# Word stress in the past tense



## MarX

שלומ

Could you please help me with the stress of these words?
I've been looking for answer but nowhere is it shown where the stress is.


היא הבינה
אנחנו הבנו
אתם הבנתם
אתן הבנתן
הם/הן הבינו


Is there any rule to this at all?
It seems that the *-tem* and *-ten* ending are always stressed, aren't they?


----------



## MarX

Owh, I just found the answer for the verb forms. But the question remains about whether there's a rule for the stress in the past tense verbs.

I suppose:
*-tem* & *-ten* are always stressed
*-ti* is never stressed


----------



## elroy

The stress is on the penultimate syllable in all of those forms. 





MarX said:


> *-tem* & *-ten* are always stressed No, they never are.
> *-ti* is never stressed Correct.


 
Rules: 

-ti, -ta, -nu, -tem, ten: stress on penultimate syllable
-t and basic form (third person singular masculine): stress on final syllable
-a and -u: stress can be on penultimate or final syllable, depending on the verb


----------



## MarX

Thanks Elroy!

There must be something terribly wrong with this Langenscheidts textbook. 
First it gives _schwa sound_ in the transliteration, although it doesn't exist in Hebrew.
Second, I've checked the examples, and of all the past tense verbs, the endings of the 2. person plural (*-tem* & *-ten*) are stressed.

Perhaps I should send a letter to Langenscheidts.

Salam


----------



## Flaminius

The second person plural endings do get accent in the normative pronunciation of some verbs.  E.g., "you have studied" should be pronounced /lmad'tem/ and /lmad'ten/.  Modern Hebrew, however, has achieved a more regular verb paradigm by the colloquial /la'madtem/ and /la'madten/.


----------



## Nunty

But if you listen to someone who speaks beautiful Hebrew, you will find that he or she still stresses -tem/-ten in the those past tense verbs. I don't do it myself, but I love listening to it.


----------



## MarX

Hevánti. 

Thank you!


----------



## elroy

Nun-Translator said:


> But if you listen to someone who speaks beautiful Hebrew, you will find that he or she still stresses -tem/-ten in the those past tense verbs. I don't do it myself, but I love listening to it.

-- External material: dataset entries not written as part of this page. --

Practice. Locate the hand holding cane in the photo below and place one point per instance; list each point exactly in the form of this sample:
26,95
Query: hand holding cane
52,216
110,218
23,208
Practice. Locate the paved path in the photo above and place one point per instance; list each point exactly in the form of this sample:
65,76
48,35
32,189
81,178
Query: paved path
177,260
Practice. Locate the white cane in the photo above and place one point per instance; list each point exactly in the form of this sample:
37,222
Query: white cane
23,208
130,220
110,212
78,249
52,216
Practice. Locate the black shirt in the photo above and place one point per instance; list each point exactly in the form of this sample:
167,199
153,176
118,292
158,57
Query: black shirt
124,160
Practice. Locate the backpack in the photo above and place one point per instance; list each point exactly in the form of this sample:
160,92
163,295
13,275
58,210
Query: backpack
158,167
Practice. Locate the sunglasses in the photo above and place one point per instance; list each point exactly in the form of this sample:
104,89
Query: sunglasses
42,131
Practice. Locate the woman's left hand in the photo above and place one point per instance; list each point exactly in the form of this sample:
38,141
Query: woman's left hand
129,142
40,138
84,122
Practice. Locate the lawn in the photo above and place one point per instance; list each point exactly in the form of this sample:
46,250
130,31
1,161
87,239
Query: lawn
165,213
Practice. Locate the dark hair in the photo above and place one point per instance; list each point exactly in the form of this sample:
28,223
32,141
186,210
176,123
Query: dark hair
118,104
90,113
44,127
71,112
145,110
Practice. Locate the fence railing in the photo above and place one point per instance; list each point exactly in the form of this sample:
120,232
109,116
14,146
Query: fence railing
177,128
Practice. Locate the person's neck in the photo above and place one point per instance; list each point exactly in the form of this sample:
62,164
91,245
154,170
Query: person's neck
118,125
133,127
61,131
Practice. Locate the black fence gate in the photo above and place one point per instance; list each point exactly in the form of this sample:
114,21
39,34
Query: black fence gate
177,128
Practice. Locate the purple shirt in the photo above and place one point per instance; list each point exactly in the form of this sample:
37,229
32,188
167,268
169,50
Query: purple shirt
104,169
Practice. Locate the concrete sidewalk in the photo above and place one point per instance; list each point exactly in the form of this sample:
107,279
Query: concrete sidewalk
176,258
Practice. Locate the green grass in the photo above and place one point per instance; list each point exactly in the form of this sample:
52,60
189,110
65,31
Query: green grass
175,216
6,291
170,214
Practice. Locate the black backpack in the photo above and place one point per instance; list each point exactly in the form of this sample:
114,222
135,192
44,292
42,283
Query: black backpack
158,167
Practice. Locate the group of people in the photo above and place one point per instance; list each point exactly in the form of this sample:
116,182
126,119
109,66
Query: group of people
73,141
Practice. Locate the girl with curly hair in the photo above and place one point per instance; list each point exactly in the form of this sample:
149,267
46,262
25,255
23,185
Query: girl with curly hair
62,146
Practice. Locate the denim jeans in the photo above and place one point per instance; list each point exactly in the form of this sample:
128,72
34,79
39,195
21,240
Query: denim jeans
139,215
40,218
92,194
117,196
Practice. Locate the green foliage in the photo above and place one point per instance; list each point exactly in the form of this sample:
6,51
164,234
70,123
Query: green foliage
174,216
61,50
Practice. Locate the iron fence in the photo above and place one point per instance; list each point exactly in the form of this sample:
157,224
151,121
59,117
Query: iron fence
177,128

 Wow, I've never heard that.  I'm so used to the normal pronunciation that _hevantém_ sounds very strange to me.


----------



## Nunty

I guess you didn't grow up listening to the same radio shows as I. 
But even today if you listen to certain announcers or to radio shows about the Hebrew language like רגע של עברית (if that is still on), you can hear this beautifully precise way of speaking.


----------